HIV-2 is a somewhat understudied virus with a lower pathogenicity and transmission rate than HIV-1. Gulsen Özkaya Sahin and Marianne Jansson from Lund University in Sweden demonstrated that the breadth and potency of neutralizing activity in plasma differ between HIV-1 and HIV-2 infected individuals. Plasma from HIV-2 patients was shown to neutralize HIV-2 isolates at a high frequency, whereas plasma from HIV-1 patients had much lower intratype neutralizing activity against HIV-1 isolates. The intratype neutralizing activity correlated with viral load in patients infected with HIV-1 but not with HIV-2. Hence the neutralizing activity in HIV-2 infection does not seem to require high levels of antigen stimulation, whereas this is more important in HIV-1 infection. Jansson concluded that the viral structure of HIV-2 may promote a more potent humoral immune response and/or HIV-2 itself may be more neutralization sensitive than HIV-1.
Stefania Dispinseri (San Raffaele Scientific Institute) presented data from paediatric infections, correlating disease progression with neutralizing responses.
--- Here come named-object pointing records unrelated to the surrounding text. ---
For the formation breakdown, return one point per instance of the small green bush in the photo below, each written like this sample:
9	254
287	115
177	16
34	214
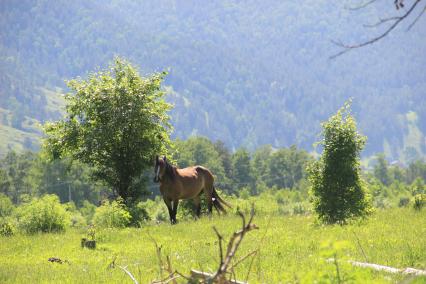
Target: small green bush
139	214
112	215
7	227
419	201
403	201
88	211
44	214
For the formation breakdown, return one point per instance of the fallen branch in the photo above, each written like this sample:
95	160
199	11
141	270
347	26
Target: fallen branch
128	273
225	272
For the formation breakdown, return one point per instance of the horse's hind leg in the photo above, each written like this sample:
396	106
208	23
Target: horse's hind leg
175	204
209	194
197	206
169	207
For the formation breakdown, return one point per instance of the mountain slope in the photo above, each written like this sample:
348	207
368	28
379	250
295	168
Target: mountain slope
248	73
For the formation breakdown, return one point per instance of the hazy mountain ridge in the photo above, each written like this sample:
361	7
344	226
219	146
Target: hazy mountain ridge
248	73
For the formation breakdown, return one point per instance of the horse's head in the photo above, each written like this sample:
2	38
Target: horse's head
160	168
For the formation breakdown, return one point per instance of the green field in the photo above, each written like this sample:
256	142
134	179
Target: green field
291	249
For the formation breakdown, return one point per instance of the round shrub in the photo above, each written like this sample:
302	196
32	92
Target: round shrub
44	214
419	201
7	227
139	214
112	215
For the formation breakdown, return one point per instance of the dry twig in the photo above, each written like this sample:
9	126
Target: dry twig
396	21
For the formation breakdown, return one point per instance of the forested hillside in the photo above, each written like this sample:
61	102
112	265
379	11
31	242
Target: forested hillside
248	73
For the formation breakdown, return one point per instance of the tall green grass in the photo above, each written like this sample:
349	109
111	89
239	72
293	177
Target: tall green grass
290	249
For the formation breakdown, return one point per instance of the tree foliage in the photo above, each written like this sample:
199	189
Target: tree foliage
116	122
338	192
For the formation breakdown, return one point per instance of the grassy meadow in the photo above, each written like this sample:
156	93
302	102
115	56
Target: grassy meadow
290	249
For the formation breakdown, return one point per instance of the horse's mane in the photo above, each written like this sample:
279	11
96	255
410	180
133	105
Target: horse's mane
170	170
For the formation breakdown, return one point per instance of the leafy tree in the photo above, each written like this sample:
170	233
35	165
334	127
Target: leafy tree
338	193
116	122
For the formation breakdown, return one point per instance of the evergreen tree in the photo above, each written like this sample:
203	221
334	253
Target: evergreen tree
338	193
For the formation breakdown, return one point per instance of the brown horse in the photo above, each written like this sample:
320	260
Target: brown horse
187	183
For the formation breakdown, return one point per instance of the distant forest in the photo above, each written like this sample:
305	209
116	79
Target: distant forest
248	73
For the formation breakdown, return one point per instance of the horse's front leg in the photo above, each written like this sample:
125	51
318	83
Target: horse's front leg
169	208
175	204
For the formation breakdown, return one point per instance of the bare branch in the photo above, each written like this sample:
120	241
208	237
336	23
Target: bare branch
398	20
219	236
361	6
381	21
244	258
128	273
417	18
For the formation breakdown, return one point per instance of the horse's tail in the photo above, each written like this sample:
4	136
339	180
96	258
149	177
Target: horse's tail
218	202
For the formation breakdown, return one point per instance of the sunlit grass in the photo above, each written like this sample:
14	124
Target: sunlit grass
291	249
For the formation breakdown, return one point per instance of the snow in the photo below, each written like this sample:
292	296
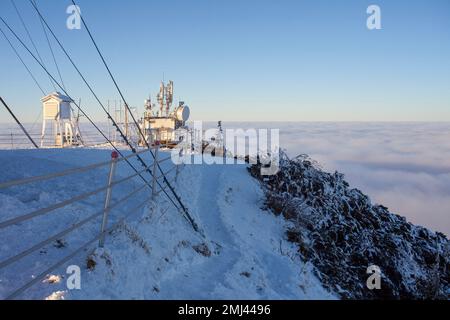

HIV-1 infected children with slow disease progression developed an increasing breadth of neutralizing response over time, whereas fast-progressing children did not.
A similar study, conducted by Katharina Raue, a student from the German Primate Center, analysed the immune responses of infected rhesus monkeys, grouped into controllers or progressors. Animals controlling the infection demonstrated higher immune response than progressors, both humoral and cellular, and the response was directed against Gag proteins and not Envelope.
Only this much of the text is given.